La Troisième Guerre devient vraiment puissant dans le visage quotidien des militaires de l’opération. Eux qui se sont engagés pour défendre un pays contre une menace étrangère, ils finissent par devenir les super nanny de la population française. Quelle perte de reconnaissance et de considération. Un bien triste constat de voir leurs nouvelles prérogatives alors que la lutte, et surtout la surveillance, pourrait se faire bien en amont. La première question qui se pose, est-ce bien à eux de faire ce travail de recherche et de renseignements ? Il existe de bien nombreux services en france qui devraient être dépêchés pour faire ce travail sans devoir soumettre l’armée à cette besogne sur le terrain. Le film montre ce que l’on voit chaque jour sans en connaître les conséquences. Des militaires errant dans les rues, la boule au ventre de tomber nez à nez avec des individus qu’ils recherchent. La fatigue dans les yeux d’avoir la pression d’affronter un ennemi invisible et quasiment inexistant mais qui fera le plus grand mal au pays le jour où il sortira de sa cachette. Les poings crispés de peur d’intervenir pour une fausse menace. Giovanni Aloi et les anciens militaires qui l’ont accompagné à raconter cette histoire témoignent d’un quotidien épuisant et affolant de se battre contre un ennemi invisible. À devoir repérer le moindre geste inattendu, la moindre erreur, le moindre écart de conduite de toutes les personnes qu’ils croisent. L’obligation de rester en alerte en toutes circonstances mais de ne pas pouvoir aider les citoyens car les militaires n’ont pas les mêmes devoirs que la police. En ce sens, le film est d’une tension psychologique monstrueuse.

Difficile de rester de marbre face à un tel drame à l’échelle nationale. Le film ne nous aide pas à nous sentir en sécurité. Entre les difficultés de l’exercice et l’oppression constante et multiple qu’ils subissent (terroristes, supérieurs, gouvernement et population) on découvre des agents au bout du rouleau. Complètements lessivés et paranoïaques du moindre événement anormal ou geste déplacé.
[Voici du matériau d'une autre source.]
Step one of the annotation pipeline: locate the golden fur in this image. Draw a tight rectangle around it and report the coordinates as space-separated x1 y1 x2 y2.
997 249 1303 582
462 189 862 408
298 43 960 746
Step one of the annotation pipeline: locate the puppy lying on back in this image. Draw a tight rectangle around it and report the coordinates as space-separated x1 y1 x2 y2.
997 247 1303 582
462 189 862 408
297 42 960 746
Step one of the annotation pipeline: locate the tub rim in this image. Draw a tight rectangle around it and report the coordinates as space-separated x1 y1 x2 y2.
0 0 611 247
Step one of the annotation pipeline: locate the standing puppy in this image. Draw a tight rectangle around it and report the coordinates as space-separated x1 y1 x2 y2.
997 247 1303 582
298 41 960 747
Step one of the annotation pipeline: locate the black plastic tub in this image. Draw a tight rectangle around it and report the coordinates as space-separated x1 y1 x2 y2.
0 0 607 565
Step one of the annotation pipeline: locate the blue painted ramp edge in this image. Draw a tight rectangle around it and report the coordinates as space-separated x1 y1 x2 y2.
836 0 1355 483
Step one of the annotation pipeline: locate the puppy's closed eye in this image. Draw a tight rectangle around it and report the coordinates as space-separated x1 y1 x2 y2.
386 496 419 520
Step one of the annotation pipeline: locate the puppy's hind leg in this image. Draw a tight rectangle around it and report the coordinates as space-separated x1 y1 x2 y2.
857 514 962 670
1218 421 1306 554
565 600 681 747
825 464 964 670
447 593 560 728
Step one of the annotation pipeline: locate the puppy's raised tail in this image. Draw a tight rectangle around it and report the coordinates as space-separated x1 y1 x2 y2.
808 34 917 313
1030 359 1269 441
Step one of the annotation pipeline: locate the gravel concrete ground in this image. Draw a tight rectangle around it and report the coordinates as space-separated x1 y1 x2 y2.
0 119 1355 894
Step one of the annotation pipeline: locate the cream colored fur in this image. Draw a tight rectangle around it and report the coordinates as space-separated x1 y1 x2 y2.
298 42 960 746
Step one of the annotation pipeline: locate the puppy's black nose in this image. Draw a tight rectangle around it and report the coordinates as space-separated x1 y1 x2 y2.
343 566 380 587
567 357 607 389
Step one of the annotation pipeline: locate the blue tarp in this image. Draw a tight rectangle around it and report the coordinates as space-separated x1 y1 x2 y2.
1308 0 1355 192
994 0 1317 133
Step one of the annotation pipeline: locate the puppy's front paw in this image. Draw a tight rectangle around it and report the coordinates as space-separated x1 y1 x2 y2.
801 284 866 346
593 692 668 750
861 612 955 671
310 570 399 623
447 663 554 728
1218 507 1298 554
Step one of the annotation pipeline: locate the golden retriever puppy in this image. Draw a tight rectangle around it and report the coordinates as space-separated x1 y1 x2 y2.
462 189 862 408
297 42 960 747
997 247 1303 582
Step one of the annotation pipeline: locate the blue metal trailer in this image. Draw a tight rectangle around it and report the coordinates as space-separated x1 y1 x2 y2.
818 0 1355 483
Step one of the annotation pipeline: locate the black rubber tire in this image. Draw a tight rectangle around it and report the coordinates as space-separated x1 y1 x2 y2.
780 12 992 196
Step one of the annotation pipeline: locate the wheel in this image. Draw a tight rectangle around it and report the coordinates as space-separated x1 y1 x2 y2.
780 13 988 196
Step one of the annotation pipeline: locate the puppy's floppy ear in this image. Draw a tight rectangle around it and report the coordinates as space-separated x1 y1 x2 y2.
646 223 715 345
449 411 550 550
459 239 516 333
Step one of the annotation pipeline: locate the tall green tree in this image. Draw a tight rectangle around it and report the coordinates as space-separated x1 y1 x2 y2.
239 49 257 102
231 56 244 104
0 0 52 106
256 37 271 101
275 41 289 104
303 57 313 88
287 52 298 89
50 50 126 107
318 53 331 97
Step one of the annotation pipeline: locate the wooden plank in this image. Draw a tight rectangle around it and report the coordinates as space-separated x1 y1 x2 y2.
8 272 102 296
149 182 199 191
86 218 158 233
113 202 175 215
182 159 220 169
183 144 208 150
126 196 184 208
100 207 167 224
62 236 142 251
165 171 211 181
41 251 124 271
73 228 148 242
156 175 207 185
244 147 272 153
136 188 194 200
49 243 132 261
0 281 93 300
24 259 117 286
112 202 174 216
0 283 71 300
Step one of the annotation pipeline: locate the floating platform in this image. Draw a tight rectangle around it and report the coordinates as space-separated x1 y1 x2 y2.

C’est ce qui amène progressivement Léo dans une démence incontrôlable. Alors que son seul but était de vouloir être utile à la société et d’aider les gens, il finit par voir le mal là où il n’existe pas. Le film évoque même la décision de Macron de légiférer la manifestation des gilets jaunes par l’opération Sentinelle. Une dérive progressive du système qui amène un corps de l’armée initialement prévu pour défendre les citoyens à le surveiller et endiguer sa réprobation face aux instances du gouvernement. Une belle morale montrant que la folie à laquelle finissent par succomber certains militaires ne vient pas d’une tension terroriste mais bien de la déraison totale du gouvernement qui impose des missions en dehors du carcan initial du corps militaire.

La vie privée de Corvard résonne alors comme la vie citoyenne de la France. Celle que l’on doit défendre. La France qui ne doit pas savoir. Qui doit rester vierge du monde de fou qui pourrait vouloir sa mort et sa destruction. Les militaires combattent alors pour notre insouciance et notre virginité du monde extérieur. Comme un petit poussin chétif qui ne doit surtout pas rencontrer le renard aux abois. Une métaphore qui vaut ses quelques scènes cocasses. Et comme dirait un bon vieux proverbe shadok, mieux vaut pomper et qu’il ne se passe rien que d’arrêter de pomper et qu’il se passe quelque chose. Peut-être mieux vaut il continuer de surveiller et qu’il ne se passe rien que d’arrêter de surveiller et qu’il se produise quelque chose de terrible.